SHapley Additive exPlanations (SHAP) values were used to help interpret the results of the ML models. SHAP summary plots of the models for predicting CI were drawn. All plots illustrate the SHAP value changes when the values of a feature increase or decrease, showing the direction and degree of influence on the model’s decision through the SHAP value of each feature [22].


The experimental codes were implemented using Python 3. Feature selection and the standardization of features and ML algorithms (SVM, MLP, AdaBoost, GBDT, and LR) were implemented using the “Scikit-learn library”, and for SHAP using the “shap” library.


Characteristics of the study population

Of the 823 older participants, 72 (8.75%) were assessed as having CI, and 751 (91.25%) were CN according to the MMSE. The differences in sociodemographics, lifestyle characteristics, and health-related parameters between the CN and CI groups are described in Table 1. In terms of demographics, the median age of the CI group (72.5 years) was older than that of the CN group (71 years). For lifestyle characteristics, the CN group had a higher proportion of regular exercise. In terms of health-related parameters, the average BMI and the WC of the CI group were lower. In addition, the proportions of unsatisfactory self-assessment of health status, poor self-care ability, positive emotional status screening, abnormal electrocardiogram, anemia, CKD, AD8 scores ≥ 2, and each of eight positive items in the CI group were higher than in the CN group.
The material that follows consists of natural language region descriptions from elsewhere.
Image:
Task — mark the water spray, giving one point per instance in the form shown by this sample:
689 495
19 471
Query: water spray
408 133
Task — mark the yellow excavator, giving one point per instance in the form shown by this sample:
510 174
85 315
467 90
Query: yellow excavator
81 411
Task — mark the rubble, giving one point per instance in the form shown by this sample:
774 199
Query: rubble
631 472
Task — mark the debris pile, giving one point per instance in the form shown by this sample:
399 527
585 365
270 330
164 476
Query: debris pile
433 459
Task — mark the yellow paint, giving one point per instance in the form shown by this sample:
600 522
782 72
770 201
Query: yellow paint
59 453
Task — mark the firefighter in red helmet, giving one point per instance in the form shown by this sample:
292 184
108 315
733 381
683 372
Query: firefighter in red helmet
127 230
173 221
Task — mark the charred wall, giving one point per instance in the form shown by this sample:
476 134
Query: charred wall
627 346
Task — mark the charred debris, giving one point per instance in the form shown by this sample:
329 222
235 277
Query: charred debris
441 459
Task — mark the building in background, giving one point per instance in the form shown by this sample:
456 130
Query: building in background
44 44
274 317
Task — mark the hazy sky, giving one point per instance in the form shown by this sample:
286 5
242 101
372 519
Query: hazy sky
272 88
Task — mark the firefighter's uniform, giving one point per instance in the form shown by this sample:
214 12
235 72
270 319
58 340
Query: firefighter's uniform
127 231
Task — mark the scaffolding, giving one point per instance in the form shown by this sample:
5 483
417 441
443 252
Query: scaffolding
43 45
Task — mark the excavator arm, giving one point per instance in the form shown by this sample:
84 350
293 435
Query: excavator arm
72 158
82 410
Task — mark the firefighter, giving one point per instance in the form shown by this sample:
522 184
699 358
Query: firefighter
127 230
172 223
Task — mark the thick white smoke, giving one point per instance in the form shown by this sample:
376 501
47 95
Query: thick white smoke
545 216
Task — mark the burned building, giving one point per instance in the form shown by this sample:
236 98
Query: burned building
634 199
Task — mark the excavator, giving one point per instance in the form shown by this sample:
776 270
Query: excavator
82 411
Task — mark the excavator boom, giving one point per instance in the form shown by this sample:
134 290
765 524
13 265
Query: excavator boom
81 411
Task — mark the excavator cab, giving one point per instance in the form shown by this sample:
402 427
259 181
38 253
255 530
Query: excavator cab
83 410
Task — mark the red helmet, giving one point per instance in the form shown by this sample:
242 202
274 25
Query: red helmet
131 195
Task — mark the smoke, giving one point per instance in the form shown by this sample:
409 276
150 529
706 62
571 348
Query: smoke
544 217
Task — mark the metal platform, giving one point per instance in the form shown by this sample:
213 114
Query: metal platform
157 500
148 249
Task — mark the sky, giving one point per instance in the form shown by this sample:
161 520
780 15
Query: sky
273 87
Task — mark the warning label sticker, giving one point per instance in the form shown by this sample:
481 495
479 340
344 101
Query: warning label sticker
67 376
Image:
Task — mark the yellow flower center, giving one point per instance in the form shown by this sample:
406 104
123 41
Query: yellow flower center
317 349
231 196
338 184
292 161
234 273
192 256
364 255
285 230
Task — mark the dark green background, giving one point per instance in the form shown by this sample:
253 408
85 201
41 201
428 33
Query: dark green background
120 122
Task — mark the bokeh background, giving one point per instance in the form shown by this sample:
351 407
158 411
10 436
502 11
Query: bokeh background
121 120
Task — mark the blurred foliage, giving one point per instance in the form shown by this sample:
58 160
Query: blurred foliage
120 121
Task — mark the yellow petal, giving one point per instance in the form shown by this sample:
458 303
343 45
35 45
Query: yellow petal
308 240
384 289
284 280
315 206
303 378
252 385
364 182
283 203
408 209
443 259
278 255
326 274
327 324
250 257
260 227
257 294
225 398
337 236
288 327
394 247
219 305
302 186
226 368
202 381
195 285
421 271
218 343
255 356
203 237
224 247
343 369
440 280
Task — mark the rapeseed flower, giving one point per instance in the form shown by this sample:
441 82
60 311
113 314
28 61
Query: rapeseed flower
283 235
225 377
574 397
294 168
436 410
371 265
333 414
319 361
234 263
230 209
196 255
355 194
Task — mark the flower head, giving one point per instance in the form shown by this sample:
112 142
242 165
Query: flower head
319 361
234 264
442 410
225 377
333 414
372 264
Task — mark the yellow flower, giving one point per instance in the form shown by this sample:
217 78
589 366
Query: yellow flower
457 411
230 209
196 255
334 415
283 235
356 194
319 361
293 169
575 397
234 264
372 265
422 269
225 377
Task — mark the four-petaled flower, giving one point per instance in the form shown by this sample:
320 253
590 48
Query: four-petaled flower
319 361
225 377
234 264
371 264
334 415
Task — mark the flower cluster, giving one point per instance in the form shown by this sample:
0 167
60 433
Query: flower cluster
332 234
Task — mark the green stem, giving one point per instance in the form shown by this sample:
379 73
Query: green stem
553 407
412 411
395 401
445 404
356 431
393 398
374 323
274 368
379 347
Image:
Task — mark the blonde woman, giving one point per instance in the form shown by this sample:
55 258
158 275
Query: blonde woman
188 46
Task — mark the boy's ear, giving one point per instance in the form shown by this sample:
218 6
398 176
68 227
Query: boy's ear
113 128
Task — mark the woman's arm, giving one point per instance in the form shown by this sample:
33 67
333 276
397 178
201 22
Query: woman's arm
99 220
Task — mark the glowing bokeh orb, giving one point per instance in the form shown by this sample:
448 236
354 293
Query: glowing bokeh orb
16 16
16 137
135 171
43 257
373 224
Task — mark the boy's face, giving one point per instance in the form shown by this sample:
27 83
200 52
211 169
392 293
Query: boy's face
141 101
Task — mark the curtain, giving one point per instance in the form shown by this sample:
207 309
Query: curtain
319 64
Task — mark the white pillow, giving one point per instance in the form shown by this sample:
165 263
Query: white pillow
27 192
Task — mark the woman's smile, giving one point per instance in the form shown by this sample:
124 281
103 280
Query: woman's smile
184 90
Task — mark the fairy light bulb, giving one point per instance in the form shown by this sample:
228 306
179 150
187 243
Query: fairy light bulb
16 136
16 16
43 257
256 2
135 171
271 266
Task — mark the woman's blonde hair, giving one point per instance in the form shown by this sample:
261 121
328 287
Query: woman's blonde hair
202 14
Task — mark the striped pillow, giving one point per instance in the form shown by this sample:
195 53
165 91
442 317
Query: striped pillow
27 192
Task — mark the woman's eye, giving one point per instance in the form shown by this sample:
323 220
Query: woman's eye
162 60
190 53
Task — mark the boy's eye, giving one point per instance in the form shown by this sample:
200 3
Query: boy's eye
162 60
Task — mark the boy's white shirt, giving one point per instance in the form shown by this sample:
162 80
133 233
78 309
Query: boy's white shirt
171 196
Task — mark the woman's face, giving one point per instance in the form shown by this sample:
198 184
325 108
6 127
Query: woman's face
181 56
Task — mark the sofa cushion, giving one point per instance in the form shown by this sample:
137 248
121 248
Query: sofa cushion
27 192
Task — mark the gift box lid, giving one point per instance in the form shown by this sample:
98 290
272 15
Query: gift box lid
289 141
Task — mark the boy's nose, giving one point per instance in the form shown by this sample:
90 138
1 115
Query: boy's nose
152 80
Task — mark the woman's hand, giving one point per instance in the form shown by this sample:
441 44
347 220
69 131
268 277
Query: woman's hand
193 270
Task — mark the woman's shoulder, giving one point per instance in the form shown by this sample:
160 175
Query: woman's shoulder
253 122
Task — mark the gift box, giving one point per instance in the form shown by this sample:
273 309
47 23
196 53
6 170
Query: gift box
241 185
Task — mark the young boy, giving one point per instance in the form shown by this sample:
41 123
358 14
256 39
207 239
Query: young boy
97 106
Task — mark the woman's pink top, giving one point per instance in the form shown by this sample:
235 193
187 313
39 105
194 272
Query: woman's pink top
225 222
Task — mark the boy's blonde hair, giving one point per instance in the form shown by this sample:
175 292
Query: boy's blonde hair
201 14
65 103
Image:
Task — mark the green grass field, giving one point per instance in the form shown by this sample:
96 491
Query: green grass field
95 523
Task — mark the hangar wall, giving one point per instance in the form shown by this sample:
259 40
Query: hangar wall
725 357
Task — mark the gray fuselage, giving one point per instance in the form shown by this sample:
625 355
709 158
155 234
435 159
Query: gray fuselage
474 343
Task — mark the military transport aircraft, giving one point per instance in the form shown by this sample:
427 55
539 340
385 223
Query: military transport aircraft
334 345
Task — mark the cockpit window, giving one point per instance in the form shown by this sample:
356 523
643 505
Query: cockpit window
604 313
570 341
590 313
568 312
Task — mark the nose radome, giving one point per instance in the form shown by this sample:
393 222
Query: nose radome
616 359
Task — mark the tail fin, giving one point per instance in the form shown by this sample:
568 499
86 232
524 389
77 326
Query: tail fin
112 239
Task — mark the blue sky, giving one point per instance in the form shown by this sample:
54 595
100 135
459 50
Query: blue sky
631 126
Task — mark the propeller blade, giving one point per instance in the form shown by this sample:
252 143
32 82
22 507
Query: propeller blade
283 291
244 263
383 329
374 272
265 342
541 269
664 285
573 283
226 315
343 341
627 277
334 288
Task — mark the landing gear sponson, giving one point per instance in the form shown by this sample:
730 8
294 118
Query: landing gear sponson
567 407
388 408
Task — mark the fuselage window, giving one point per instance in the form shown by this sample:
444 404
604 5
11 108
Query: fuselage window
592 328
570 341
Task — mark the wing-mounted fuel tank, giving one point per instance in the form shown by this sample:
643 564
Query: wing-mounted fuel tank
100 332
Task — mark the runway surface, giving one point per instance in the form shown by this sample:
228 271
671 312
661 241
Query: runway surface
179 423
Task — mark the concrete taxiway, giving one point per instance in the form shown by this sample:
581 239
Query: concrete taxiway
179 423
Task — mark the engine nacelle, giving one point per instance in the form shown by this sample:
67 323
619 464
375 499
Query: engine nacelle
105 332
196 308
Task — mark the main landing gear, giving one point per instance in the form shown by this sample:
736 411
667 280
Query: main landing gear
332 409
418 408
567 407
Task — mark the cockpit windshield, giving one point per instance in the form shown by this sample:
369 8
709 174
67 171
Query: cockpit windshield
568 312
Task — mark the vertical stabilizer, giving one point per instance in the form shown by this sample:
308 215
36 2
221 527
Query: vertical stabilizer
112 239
Table 1 Characteristics of the subjects in CN and CI groups

Feature importance

According to the results of permutation importance, the top five features with the greatest importance for predicting CI are the sixth item of AD8 (A6), first item of AD8 (A1), platelets, WC, and BMI, followed by carcinoembryonic antigen, age, serum uric acid, WBC, abnormal electrocardiogram, heart rate, and sex (Fig. 2). These features were used as predictive features for subsequent ML.

Fig. 2
figure 2

The permutation importance of selected features

Model performance

Regarding the models’ effectiveness at predicting CI, compared to the baseline, which evaluates CI with an AD8 score of ≥ 2 (AUC = 0.65), all four ML models except the LR showed better performance overall. The MLP showed the highest performance (AUC: 0.83 ± 0.04), followed by AdaBoost (AUC: 0.80 ± 0.04), SVM (AUC: 0.78 ± 0.04), and GBDT (0.76 ± 0.04). Furthermore, the accuracy, sensitivity and specificity of four ML models were higher than the baseline (Table 2), which indicated that these models have a better ability to correctly classify positive and negative samples than the baseline. Figure 3 illustrates the CI predictions for the algorithm at each optimum. The ROC curves for each prediction model are represented by different colored lines. The results of these models trained using non-ensemble strategy were presented in the Supplementary material 1.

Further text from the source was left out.